There is another possibility. You can combine the two approaches. You start off using the exhaustive approach and either through a time limit, or (and you'd have to consult tilly for details), through some heuristic guesstimate of how long it is likely to take for the given data set, switch to using the genetic algorithm. Perhaps passing the best found so far from the exhaustive attempt into the genetic to see if it can improve it within some specified number of iterations.
In any case, whichever approach meets your needs, thank you for presenting an extremely interesting (if at times, frustrating:) problem.
That's only the fourth or fifth GA I've ever attempted, and they are frustratingly hard to verify. I learnt one big thing from your feedback. Using small datasets (3 or 4 elements) is a far better testing strategy that large arrays of random values!
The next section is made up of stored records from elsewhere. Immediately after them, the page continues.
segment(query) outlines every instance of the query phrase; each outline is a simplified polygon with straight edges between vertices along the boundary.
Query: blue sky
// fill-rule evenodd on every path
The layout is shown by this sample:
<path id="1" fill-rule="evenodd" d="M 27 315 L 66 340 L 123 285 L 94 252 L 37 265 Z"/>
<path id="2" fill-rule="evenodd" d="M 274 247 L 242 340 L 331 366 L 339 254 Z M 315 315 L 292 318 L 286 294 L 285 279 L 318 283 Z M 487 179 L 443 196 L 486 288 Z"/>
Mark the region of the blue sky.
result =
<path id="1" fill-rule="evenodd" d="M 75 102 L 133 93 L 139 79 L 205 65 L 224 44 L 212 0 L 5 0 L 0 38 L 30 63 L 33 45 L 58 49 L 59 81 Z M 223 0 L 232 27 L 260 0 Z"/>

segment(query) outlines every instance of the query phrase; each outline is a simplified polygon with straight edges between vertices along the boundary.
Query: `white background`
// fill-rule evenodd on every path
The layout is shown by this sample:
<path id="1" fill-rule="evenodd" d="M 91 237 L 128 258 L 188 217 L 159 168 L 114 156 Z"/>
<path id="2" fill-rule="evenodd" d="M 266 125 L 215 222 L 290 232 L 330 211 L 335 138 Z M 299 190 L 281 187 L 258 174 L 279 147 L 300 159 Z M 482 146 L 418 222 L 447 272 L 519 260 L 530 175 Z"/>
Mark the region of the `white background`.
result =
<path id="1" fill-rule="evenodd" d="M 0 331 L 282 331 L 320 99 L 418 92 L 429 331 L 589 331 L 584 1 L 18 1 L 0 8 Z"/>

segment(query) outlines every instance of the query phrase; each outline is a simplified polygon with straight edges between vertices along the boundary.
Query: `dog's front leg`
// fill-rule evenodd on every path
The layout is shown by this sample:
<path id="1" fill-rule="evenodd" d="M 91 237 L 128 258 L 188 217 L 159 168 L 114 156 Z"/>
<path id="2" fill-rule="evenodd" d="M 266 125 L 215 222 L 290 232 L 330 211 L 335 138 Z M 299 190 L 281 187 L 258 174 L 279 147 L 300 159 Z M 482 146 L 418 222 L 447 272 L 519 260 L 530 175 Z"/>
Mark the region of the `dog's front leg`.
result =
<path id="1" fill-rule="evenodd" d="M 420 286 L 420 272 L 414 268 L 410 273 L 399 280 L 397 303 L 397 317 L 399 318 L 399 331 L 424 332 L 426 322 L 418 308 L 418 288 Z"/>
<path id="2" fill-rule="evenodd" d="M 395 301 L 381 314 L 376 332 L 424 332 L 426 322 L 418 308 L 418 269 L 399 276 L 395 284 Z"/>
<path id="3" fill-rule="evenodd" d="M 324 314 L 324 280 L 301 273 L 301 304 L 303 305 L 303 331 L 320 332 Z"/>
Three nested loops cycling through all the possible permutations of 3 x 0 .. 99, would be trivial and fast to verify through brute force, but (as your feedback showed), stands to highlight bugs very quickly.
Obvious now I seen it in action. But hey! We're never too old to learn something new.
Examine what is said, not who speaks  Silence betokens consent  Love the truth but pardon error.
"Science is about questioning the status quo. Questioning authority".
In the absence of evidence, opinion is indistinguishable from prejudice.